A truck and its contents are scanned at Decision Sciences International Corp.’s research and development center in Poway.
The Lead Box Challenge
The handler then puts the radioactive material in a lead box. That doesn’t shield it, Sossong said. “He just made it a bigger target for us,” he said. The scanner can tell the moderately dense lead from the very dense uranium. “No other technology can look inside a lead box,” Sossong said. One benefit of the Decision Sciences scanner is that it is quick; it won’t slow down commerce, company executives said. Nor does it give false positives. One problem with radiation detectors is they produce false alarms with mildly radioactive material such as cat litter and bananas.
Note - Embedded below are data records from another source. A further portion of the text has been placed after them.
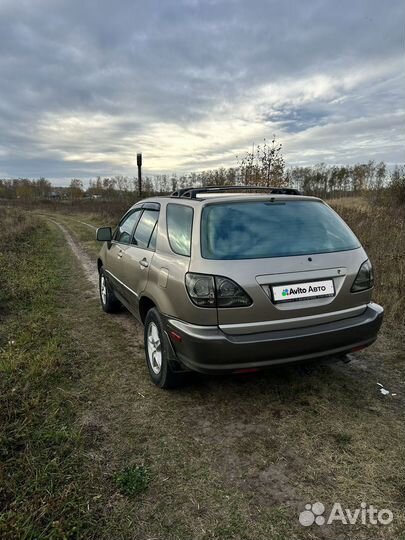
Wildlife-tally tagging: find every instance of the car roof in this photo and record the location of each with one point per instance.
(204, 198)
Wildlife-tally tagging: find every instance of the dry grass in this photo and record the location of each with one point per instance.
(381, 230)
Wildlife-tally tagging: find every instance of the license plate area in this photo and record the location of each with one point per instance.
(308, 290)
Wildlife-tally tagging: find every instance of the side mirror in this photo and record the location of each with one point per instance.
(104, 234)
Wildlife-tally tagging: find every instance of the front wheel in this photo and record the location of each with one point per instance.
(157, 352)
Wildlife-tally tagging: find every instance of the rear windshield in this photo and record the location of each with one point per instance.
(253, 230)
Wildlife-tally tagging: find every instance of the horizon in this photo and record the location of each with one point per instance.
(193, 84)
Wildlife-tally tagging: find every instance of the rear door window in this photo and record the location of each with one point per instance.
(143, 236)
(123, 234)
(179, 227)
(256, 229)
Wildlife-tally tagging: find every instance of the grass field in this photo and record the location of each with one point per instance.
(91, 449)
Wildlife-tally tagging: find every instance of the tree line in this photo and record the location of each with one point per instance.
(262, 166)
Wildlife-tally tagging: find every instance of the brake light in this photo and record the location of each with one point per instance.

By then, customs screeners feel they can ignore the warnings. Ideally, Decision Sciences executives said, the company’s technology could be employed to foil a terrorist attack. Decision Sciences is not the only San Diego County company to develop cargo inspection technology. Leidos, one of two companies that emerged from the original Science Applications International Corp., has a long history of making cargo inspection devices in Vista. The company’s VACIS technology uses gamma rays.